Black and red ware, Russet coated ware, Red slipped ware and Black ware sherds were collected along with the broken pieces of dishes, vases and parts of urn pieces were recovered here. Kadu Kuttai, a gravel mound, is a megalithic historic site in the area. Many hoards of Roman coins were discovered during the British period. In the year 1842 five hundred and twenty two coins, in 1891, five hundred and forty seven coins were collected. These gold and silver coins belongs in between 1st Century BCE to 4th-century CE. In addition, Roman ornaments were also found. Vellalore had trade links with the Roman Empire since 100 BC. The Tamil Nadu State Department of Archaeology excavated Roman coins in Vellalore in 2026.

Vellalore was one of the prominent towns in the era of Early Cholas. Karikala Chola built the Karivaradaraja perumal temple in 1 AD. During the medieval period Siva and Vishnu temples were constructed by the Chera and Kongu cholas. After the Kongu cholas, Vellalore slowly lost its historical importance.

==Geography==
Vellalore has an average elevation of 411 m (1,348 ft). Vellalore is situated on the southern bank of Noyyal River. It shares its border with Podanur, Singanallur, Chettipalayam, Eachanari and Nanjundapuram.

===Vellalore Lake===
Vellalore Lake is a lake in Coimbatore, Tamil Nadu. It is one of the lakes in the Noyyal river irrigation network. The lake is spread over an area of 90 acres.
==Demographics==
As of 2001 India census, Vellalore had a population of 17,294. Males constitute 50% of the population and females 50%. Vellalore has an average literacy rate of 64%, which is higher than the national average of 59.5%; male literacy is 70%, and female literacy is 59%. In Vellalore, 8% of the population is under 6 years of age.

== Local Body Elections ==

=== 2022 Tamil Nadu Local Body Elections ===
The 2022 Tamil Nadu Local Body Elections were conducted by the Tamil Nadu State Election Commission.

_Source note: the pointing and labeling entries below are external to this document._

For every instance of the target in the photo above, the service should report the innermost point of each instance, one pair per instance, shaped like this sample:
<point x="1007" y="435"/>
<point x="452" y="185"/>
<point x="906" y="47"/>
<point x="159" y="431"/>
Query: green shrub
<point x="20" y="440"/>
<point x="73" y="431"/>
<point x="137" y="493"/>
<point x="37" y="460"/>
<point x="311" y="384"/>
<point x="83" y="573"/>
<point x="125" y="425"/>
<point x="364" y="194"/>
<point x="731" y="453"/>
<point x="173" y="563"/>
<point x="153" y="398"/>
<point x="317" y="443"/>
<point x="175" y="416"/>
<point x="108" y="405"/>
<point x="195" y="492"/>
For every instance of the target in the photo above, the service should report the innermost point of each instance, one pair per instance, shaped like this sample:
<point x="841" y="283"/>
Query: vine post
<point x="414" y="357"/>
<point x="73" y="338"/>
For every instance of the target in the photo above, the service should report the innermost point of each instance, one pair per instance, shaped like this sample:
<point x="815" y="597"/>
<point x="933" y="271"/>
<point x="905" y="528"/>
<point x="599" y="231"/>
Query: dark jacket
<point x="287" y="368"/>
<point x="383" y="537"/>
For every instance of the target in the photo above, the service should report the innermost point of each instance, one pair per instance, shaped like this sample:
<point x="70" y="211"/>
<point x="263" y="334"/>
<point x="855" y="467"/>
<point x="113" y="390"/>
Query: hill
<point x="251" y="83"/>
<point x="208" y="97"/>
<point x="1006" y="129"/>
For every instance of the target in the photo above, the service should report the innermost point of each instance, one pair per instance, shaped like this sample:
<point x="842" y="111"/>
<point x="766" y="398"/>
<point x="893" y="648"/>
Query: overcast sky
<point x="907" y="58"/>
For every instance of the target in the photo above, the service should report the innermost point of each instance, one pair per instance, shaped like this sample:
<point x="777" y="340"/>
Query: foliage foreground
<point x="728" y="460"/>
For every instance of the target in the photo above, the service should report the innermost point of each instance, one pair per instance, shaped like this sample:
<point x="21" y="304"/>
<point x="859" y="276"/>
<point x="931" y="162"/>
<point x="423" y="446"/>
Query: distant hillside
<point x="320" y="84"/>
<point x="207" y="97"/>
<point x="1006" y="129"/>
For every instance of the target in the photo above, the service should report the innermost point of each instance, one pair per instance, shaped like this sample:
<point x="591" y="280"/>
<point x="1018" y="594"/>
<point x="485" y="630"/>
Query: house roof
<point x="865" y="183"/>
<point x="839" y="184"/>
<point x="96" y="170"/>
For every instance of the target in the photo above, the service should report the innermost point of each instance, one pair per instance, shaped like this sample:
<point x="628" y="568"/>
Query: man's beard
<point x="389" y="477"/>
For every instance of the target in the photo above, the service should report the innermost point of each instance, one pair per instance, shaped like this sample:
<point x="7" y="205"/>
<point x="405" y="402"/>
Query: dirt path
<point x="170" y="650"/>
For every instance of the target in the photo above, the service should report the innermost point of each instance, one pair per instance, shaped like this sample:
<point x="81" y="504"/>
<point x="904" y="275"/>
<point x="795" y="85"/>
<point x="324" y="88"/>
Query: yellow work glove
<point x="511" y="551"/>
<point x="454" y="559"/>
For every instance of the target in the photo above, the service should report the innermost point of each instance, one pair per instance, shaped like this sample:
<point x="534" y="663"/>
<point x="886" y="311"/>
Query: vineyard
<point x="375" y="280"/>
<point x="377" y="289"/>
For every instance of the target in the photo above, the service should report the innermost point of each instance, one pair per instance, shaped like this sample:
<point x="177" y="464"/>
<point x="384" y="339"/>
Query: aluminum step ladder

Indirect election for the President and vice-president posts was postponed and later held on 26 March 2022, where AIADMK candidates were elected to those positions.

2022 election results by ward

==== Results ====

| Party |  | Wards Won | Status |
|---|---|---|---|
|  | AIADMK | 8 | Ruling Party |
|  | DMK | 6 | Opposition |
|  | Independent | 1 | Opposition |

Total wards: 15

=== 2011 Tamil Nadu Local Body Elections ===
The 2011 Tamil Nadu Local Body Elections were conducted by the Tamil Nadu State Election Commission.

2011 election results by ward

==== Results ====

| Party |  | Wards Won | Status |
|---|---|---|---|
|  | AIADMK | 11 | Ruling Party |
|  | INC | 3 | Opposition |
|  | Independent | 1 | Opposition |

Total wards: 15

==Administration==
- Vellalore is administered by a Town Panchayat.
- It was planned to include Vellalore in the Coimbatore corporation in 2011, but this plan was dropped later.
- Vellalore is a part of Kinathukadavu (state assembly constituency) and Pollachi (Lok Sabha constituency).

==Religion==
===Notable Temples===
- Theneeswarar Temple
- Karivaratharaja Perumal Temple
- Periya Vinayakar Temple
- Mariamman Temple
- Yama Dharmaraja Temple
- Muniappan Temple
- Kondathu mahaKaliamman Temple
- Arasannan Temple
- Pechiamman Temple
- madhuraiveeran Temple
- Arupaththu(60)veetukar or umamaheswarar Temple( ther kovil)

==Coimbatore Integrated Bus Terminus==
An Integrated bus terminus for Coimbatore was announced by the Chief Minister of Tamil Nadu at Vellalore at a cost of 178 Crore Rupee and is under construction in Anbu Nagar near to the Coimbatore Ring Road. However the plan was dropped in 2023.